Alcune recenti ricerche hanno evidenziato che le persone preferiscono lavorare in un luogo con un buon clima tra colleghi percependo uno stipendio più basso, che lavorare in un ambiente altamente ostile e stressante anche se ben pagato. Sicuramente questo aspetto influisce molto anche sulla fedeltà di un dipendente all’azienda. Laddove il trattamento è poco dignitoso i collaboratori cercheranno un’altra occupazione il prima possibile.
Le decisioni, dalle più importanti alle più banali, sono spesso in mano a pochi individui. Coinvolgere i dipendenti nelle scelte è un aspetto fondamentale.
Da un lato crea un senso di responsabilità e importanza nel collaboratore e lo porta ad essere più propositivo, dall’altro permette di avere contributi preziosi, in quanto si tratta spesso di persone che sono maggiormente implicate con le decisioni da prendere e possono fornire un punto di vista importante e concreto.
Un dipendente responsabilizzato e partecipe sarà sicuramente più produttivo, perché sa di essere una parte importante dell’azienda.
La valutazione positiva funge da incentivo per continuare a mantenere uno standard di prestazione alto ed è un buon esempio per gli altri dipendenti.
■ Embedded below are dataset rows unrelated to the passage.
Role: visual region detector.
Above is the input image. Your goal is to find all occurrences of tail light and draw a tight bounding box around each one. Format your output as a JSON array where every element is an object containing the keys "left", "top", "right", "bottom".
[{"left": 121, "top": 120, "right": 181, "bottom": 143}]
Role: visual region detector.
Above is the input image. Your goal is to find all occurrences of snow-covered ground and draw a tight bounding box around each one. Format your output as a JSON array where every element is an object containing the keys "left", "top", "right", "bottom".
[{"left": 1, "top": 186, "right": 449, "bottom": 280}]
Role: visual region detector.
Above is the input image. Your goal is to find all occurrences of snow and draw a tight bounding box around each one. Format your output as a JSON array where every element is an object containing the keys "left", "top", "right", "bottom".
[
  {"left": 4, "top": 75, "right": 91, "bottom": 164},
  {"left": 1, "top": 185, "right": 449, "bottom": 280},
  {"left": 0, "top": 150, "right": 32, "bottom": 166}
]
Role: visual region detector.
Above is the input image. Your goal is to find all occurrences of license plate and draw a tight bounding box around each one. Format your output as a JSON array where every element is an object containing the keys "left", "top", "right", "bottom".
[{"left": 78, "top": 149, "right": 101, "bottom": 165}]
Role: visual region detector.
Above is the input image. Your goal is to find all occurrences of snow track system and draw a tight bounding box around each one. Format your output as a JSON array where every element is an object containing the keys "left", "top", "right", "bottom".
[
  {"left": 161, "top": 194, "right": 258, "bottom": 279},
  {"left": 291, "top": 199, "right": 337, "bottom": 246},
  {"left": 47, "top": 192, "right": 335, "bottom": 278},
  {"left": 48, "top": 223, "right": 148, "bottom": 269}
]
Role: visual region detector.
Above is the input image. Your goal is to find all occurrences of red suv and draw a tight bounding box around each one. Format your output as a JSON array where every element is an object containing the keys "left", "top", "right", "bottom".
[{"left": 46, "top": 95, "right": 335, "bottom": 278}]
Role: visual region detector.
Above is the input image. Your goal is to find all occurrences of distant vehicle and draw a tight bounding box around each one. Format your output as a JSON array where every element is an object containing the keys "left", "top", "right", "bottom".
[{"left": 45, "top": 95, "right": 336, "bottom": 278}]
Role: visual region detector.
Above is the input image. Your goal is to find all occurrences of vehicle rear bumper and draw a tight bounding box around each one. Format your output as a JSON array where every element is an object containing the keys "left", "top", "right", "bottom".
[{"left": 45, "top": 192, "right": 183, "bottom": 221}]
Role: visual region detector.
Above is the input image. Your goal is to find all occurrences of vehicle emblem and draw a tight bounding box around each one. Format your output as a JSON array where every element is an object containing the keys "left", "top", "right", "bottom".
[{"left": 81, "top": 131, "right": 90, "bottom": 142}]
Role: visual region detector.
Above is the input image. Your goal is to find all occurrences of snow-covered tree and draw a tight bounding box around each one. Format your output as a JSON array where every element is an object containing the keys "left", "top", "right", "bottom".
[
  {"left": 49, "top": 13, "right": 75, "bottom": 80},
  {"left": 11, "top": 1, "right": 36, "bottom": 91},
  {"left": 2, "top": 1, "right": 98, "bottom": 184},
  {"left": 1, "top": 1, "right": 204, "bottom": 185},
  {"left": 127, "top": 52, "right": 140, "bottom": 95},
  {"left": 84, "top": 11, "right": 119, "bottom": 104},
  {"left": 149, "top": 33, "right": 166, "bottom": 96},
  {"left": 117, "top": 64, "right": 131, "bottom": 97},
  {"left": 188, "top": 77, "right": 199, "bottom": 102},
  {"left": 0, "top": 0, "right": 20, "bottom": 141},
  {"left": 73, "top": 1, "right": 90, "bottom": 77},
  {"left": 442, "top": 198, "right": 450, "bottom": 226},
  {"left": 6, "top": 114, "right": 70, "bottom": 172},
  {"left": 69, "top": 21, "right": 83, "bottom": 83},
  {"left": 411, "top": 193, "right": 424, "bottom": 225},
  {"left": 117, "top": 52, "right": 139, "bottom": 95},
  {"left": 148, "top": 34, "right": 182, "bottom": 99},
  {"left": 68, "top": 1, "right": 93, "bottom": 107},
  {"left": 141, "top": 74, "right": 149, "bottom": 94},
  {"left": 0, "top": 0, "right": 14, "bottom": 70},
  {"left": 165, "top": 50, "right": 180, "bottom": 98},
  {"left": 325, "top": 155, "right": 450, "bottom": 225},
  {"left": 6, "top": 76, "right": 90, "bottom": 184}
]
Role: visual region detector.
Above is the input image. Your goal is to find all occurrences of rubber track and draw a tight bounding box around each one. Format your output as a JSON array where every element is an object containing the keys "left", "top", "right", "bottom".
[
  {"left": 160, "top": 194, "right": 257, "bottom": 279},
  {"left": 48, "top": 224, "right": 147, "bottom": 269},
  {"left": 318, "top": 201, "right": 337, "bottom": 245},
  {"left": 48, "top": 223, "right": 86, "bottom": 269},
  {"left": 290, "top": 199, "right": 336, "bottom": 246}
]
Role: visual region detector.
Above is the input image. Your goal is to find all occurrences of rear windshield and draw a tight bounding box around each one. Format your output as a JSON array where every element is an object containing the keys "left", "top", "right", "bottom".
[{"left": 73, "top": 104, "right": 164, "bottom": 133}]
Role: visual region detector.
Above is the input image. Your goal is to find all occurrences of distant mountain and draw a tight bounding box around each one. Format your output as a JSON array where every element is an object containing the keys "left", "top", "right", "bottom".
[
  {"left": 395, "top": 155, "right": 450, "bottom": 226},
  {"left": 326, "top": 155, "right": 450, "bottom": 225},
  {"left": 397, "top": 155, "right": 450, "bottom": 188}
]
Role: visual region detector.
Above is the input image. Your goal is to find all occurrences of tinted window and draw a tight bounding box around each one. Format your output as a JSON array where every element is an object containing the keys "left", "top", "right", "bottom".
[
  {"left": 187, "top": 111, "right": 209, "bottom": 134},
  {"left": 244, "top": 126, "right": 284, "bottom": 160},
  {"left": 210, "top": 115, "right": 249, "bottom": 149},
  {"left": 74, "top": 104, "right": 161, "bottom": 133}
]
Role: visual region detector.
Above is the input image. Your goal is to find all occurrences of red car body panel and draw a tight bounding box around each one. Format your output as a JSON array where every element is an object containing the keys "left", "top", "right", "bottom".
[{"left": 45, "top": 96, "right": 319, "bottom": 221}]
Complimentarsi davanti agli altri o mettendo in copia alla mail altri colleghi è uno sprone a voler fare sempre meglio.
Non è infrequente, invece, nei luoghi di lavoro la pubblica umiliazione, che oltre ad essere una pratica assai negativa, spinge i dipendenti alla paura nel mettersi in gioco e al disinteresse nei confronti delle mansioni aziendali, vissute esclusivamente come un onere.
La possibilità di sbagliare è un’opzione che va considerata. Si tratta di una prova di cui tutti abbiamo avuto esperienza e che, anche se spesso nel posto di lavoro è condannata, in realtà serve all’accrescimento personale e professionale.
Perché sia costruttiva il datore di lavoro deve lasciare che avvenga, vigilare e osservare ma senza intervenire. Il dipendente o il team devono trovarsi in una situazione di crisi, nel vero senso etimologico del termine, quindi di “scelta” o “rottura”, dalla quale sono costretti a uscire trovando la soluzione migliore.
Solo alla fine sarà opportuno discutere del problema e delle soluzioni apportate per valutare eventuali scelte alternative o migliori. Il fallimento è una tappa importante nella crescita e la paura di sbagliare è, al contrario, il maggior freno.
Lavorare in un clima disteso, con un titolare presente, colleghi collaborativi e contributi apprezzati sono già un ottimo metodo per motivare il personale. Se a tutto questo aggiungiamo un sistema premiante abbiamo davvero di fronte un’azienda che incentiva i collaboratori e la produttività ne gioverà sicuramente.
Non sono necessari incentivi dal valore stratosferico per dare un impulso all’attività del personale, ma ci possono essere anche dei piccoli bonus, dei premi di produzione, delle provvigioni sul raggiungimento di determinati risultati e, perché no, delle promozioni. Sapere che il proprio lavoro, se fatto bene, è apprezzato e premiato spinge ad essere ancora più attivi e propositivi.
Studi e spunti pratici sono solo il primo passo per affrontare questo percorso di cambiamento. Ora è il momento di scendere in campo!